Zanim przedstawię czytelnikowi owego najmłodszego członka głównej gałęzi rodu Pompalińskich, który śród najbliższej rodziny swej nosił najogólniejszą nazwę: „ce pauvre Cesar“ albo „ce malheureux enfant“ a śród szerokiej publiczności: „ten pocieszny hr. Cezary“ albo „ten poczciwy hr. Cezary“, zaprowadzić go widzę się zmuszoną do starego, obszernego dworu wiejskiego, zagubionego kędyś w dalekich głębokościach Litwy, a zamieszkiwanego od lat kilkudziesięciu przez starą jenerałowę Orczyńską.
Rzecz warta trudu, zaręczyć za to mogę. Dwór jak dwór, piękny wprawdzie, ze starym, długim domem o śpiczastym, wysokim dachu i wielkiej ilości podłużnych, niby kryształ błyszczących okien, z ogrodem cienistym, starożytnym, z borem gęstym szumiącym zcicha, za wspaniałą ścianą lip i modrzewi i t. d. Wszystko to jednak znaleźć się jeszcze może tu i owdzie, na Litwie szczególniej, gdzie stare wielkie dwory, nie zastąpione cackowatemi pałacykami i modnemi lecz nagiemi parkami rozkładają się dość gęsto jeszcze w pobliżach dróg samotnych, trawą zarosłych i rzadkim wędrowcom, o przeszłości minionej różne baje gadają, różne dumy śpiewają.
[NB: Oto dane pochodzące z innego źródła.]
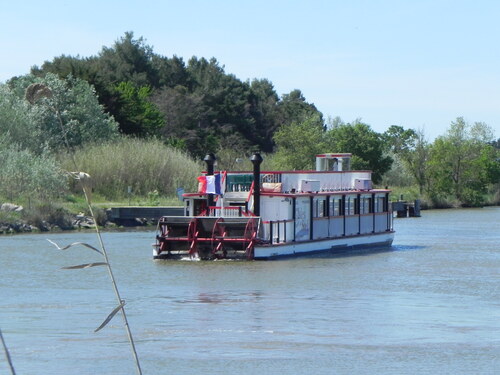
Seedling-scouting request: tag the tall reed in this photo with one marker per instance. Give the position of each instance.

Dwór więc jak dwór — ale pani jego to zjawisko niepospolite, to coś, co do najwyższego stopnia zwrócić może uwagę najwybredniejszego nawet ogółu, coś na przypatrzenie się czemu nie żal stracić najdłuższą choćby chwilę czasu — to jedna z istot żyjących najbogatszych w kraju całym, — to właścicielka dóbr wartujących kilka milionów złotych i kapitału wynoszącego milion, wyraźnie 1,000,000 rubli srebrnych, powtarzam srebrnych, nie asygnacyjnych bynajmniej i nie imaginacyjnych, ale srebrnych, najczyściej śrebrnych.
Bajeczne to bogactwo — na te ciężkie czasy, a jednak nie bajką było wcale, lecz najprawdziwszą prawdą.
Pani jenerałowa miała kilka milionów złotych w ziemi i milion rubli w kapitale, a nie miała dzieci. Była oddawna wdową, a nie była niczyją rodzoną ciotką ani stryjenką, ani siostrą, nie była słowem dla nikogo na świecie niczem rodzonem.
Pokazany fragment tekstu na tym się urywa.